The Role of Lofexidine in Management of Opioid Withdrawal
Pain Ther 2019 Jun;8(1):67-78.PMID:30565033DOI:10.1007/s40122-018-0108-7.
Fear of withdrawal symptoms has been cited by survey respondents as the main reason that they continued to use opioids. Lofexidine is an α2-adrenergic agonist that decreases the sympathetic outflow that results in the characteristic symptoms of opioid withdrawal. A structural analog of clonidine, Lofexidine has a higher affinity and specificity for the α2a receptors and does not reinforce opioid dependence. Withdrawal symptoms correlate approximately to the half-life of the opioid; patient factors such as age, duration of opioid exposure, physical status, and other considerations may influence the nature and duration of withdrawal symptoms. For patients with opioid use disorder and psychiatric comorbidities, withdrawal may be destabilizing and may exacerbate mental health status. Lofexidine has been shown in clinical trials to be safe and effective in helping to manage the symptoms of withdrawal and has been recommended in guidelines for this purpose. Adverse events associated with Lofexidine include QT prolongation, hypotension, orthostasis, and bradycardia. The maximum course of treatment is 14 days, and doses should be titrated, with the recommended maximum dose to coincide with the most severe withdrawal symptoms (about 5-7 days after opioid discontinuation).
Lofexidine, an {alpha}2-receptor agonist for opioid detoxification
Ann Pharmacother 2010 Feb;44(2):343-51.PMID:20040696DOI:10.1345/aph.1M347.

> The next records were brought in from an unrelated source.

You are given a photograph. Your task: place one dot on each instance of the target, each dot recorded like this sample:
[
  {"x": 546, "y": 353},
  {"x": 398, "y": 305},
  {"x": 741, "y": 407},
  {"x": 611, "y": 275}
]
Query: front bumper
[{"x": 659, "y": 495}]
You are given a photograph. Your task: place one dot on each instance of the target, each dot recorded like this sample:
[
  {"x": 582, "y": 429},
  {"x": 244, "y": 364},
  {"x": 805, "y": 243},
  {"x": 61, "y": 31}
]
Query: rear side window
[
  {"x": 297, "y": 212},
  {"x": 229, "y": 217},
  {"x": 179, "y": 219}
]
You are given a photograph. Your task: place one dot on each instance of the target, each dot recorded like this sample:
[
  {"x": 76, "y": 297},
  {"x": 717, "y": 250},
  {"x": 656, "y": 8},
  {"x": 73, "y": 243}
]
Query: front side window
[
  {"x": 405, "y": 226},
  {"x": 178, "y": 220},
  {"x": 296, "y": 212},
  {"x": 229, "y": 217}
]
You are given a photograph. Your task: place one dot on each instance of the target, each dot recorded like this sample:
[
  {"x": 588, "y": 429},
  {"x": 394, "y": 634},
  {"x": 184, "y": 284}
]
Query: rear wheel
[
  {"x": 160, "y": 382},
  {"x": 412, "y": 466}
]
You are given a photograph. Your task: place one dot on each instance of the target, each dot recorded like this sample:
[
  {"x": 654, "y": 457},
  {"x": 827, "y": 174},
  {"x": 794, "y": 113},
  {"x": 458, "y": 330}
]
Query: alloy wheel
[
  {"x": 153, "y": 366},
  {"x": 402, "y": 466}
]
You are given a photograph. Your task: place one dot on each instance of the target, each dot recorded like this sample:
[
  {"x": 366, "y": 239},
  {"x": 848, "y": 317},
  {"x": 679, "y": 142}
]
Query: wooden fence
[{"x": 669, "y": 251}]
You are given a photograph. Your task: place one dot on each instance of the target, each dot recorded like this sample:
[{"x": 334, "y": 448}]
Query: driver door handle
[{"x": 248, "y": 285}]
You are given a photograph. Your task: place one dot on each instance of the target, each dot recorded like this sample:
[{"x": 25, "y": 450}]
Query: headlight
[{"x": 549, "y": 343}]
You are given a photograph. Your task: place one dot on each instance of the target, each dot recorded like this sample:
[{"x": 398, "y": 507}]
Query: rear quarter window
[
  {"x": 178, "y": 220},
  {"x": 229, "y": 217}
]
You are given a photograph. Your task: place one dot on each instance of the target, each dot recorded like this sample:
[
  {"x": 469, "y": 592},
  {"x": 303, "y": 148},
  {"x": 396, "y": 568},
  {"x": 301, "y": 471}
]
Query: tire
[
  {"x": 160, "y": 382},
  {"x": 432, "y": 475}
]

Objective: To review the pharmacology, toxicology, pharmacokinetics, efficacy, adverse effects, drug interactions, and dosage guidelines for Lofexidine, an alpha(2)-agonist, for opioid detoxification. Data sources: Primary literature was identified through a MEDLINE search (1950-September 2009), EMBASE (1988-July 2009), International Pharmaceutical Abstracts (1970-September 2009), and the Cochrane Library (1996-September 2009) using the key words Lofexidine and opioid withdrawal. Abstracts were included in the absence of published results of studies. Study selection and data extraction: Studies published in English-language literature reporting on animal and human pharmacology, toxicology, and pharmacokinetics were included in addition to clinical trials using Lofexidine for opioid detoxification in comparison to placebo or active controls. Data synthesis: Lofexidine is an alpha(2)-agonist structurally related to clonidine. It is not an effective antihypertensive agent; however, it decreases the sympathetic outflow responsible for many opioid withdrawal symptoms. Nine clinical studies were reviewed representing 354 patients receiving Lofexidine including a recent Phase 3 clinical trial. Eight studies involved comparisons of Lofexidine to an opioid receptor agonist or clonidine for opioid detoxification. In these trials, Lofexidine dosing was titrated to a maximum of 1.6-3.2 mg/day in divided doses for a total of 5-18 days. The data suggest that Lofexidine has positive efficacy in reducing opioid withdrawal symptoms and is at least as effective as the opioid receptor agonists utilized for detoxification. Not all withdrawal symptoms are alleviated by alpha(2)-agonists, with many patients complaining of insomnia and aching. The most common adverse event with Lofexidine in the Phase 3 trial was insomnia. Hypotension was also reported; however, the studies comparing clonidine with Lofexidine suggest decreased incidence and severity of adverse events with Lofexidine. Conclusions: Lofexidine appears to be a promising agent for opioid detoxification. If approved, it would be the first nonopioid agent approved for this indication. Further large-scale controlled studies are needed to identify the safest, most effective dosage regimen required to achieve opioid detoxification.